Realismo: O realismo ingressa na teoria do cinema sobrecarregado de incrustaçõs milenares dos debates precedentes na filosofia e na literatura. O termo conquistou significância no século XIX, quando passou a denotar um movimento nas artes figurativas e narrativas dedicadas à observação e à meticulosa representação do mundo contemporâneo. Cunhado com um neologismo pelos críticos franceses, o realismo foi associado originalmente a uma postura de oposição aos modelos românticos e neoclássicos na ficção e na pintura.

Um debate estético permanente no interior da teoria do cinema diz respeito aos questionamentos sobre se o cinema deve ser narrativo ou antinarrativo, realista ou anti-realistas, em suma, questionamentos em torno da relação do cinema com o modernismo.

Renan Damasceno - maio/2009

introdução à teoria do cinema

Introdução à teoria do cinema: manual do usuário

“A teoria do cinema é um corpo de conceitos em permanente evolução concebido para explicar o cinema em suas várias dimensões (estética, social, psicológica) para uma comunidade de estudiosos, críticos e espectadores interessados” Robert Stam (trad. Fernando Mascarello)

Introdução à Teoria do Cinema, de Robert Stam, oferece uma visão abrangente da teoria de cinema, tanto para os familiarizados quanto para leigos. Como afirma o autor, é um manual de instruções para a teoria da sétima arte. Seu texto é permeado de ruminanças pessoais, combinando sua voz com a voz dos outros autores. “Não me considero um teórico como tal; sou em vez disso, um usuário e um leitor crítico da teoria, um interlocutor da teoria.”, explica.

Nos 42 capítulos, Stam percorre desde as teorias pré-cinematográficas, que ajudaram na constituição dos primeiros textos sobre o cinema – que dizem respeito às discussões de estética, às especifidade do meio, ao gênero e ao realismo –, até as novas tendências digitais. Nesta colcha de retalhos teóricos, o autor recorre aos principais nomes da teoria do século passado (sem prender aos nomes, como afirma, e sim às idéias): impressionistas franceses, construtivistas russos, os psicólogos e os vanguardistas, além de referir-se constantemente a Bakhtin. O autor baseia-se em múltiplas molduras teóricas necessárias para a compreensão do cinema e combina cada uma dessas.
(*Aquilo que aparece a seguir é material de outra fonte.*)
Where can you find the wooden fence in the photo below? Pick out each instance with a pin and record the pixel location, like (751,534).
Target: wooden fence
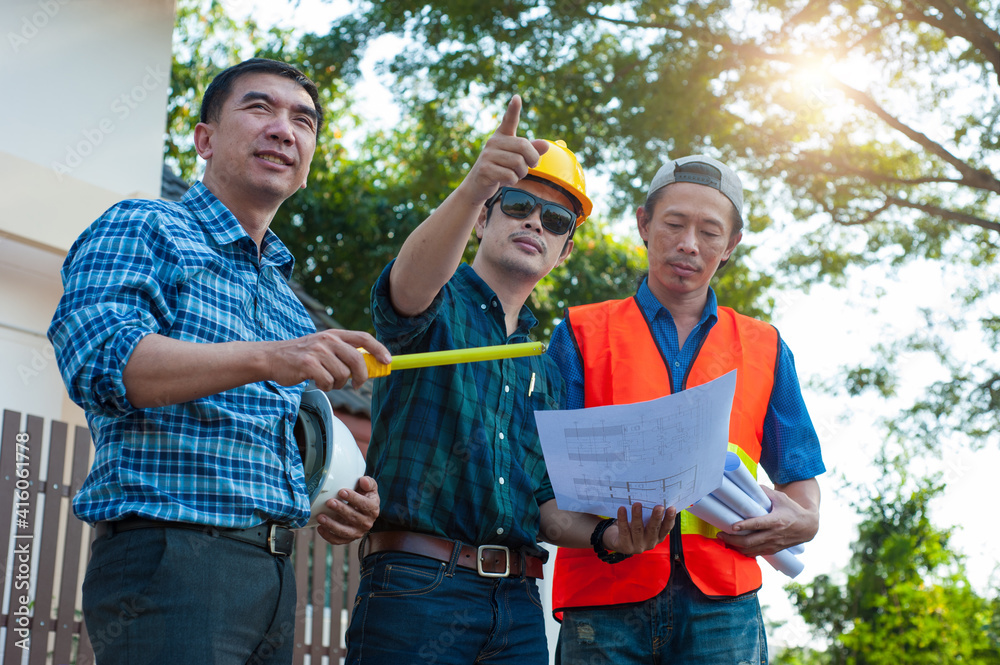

Apesar de traçar um histórico da crítica de cinema, Stam evita a abordagem cronológica linear da teoria cinematográfica. Em vez disso, apresenta uma teoria que varia conforme o país e época, provando que os movimentos e idéias podem ser convergentes em lugar de sucessivos e mutuamente excludentes. Para o autor, a ordenação sequencial em si já traz o risco de uma falsa casualidade, de que uma teoria vem depois de outra ou por causa de outra.

Universalização – A teoria do cinema é um empreendimento internacional e multicultural, mas frequentemente permanece monolingue, provinciana e chauvinista. Conhecedor da cultura e cinematografia terceiromundista (especialmente do Brasil), Stam espera com sua abordagem mais abrangente multiplicar as perspectivas e pontos de vista. Afinal, todos são dignos de interesse.

A exclusão de autores de fora do eixo Europa-Estados Unidos é, segundo ele, decorrente da hierarquia colonialista que relaciona a Europa a uma mente reflexiva e o resto do mundo a um corpo não reflexivo. Introdução à teoria do cinema rompe esta barreira e apresenta textos ainda pouco explorados, como, no caso brasileiro, Glauber Rocha, as primeiras críticas da revista Cinearte (Adhemar Gonzaga) e a cinematografia de Humberto Mauro.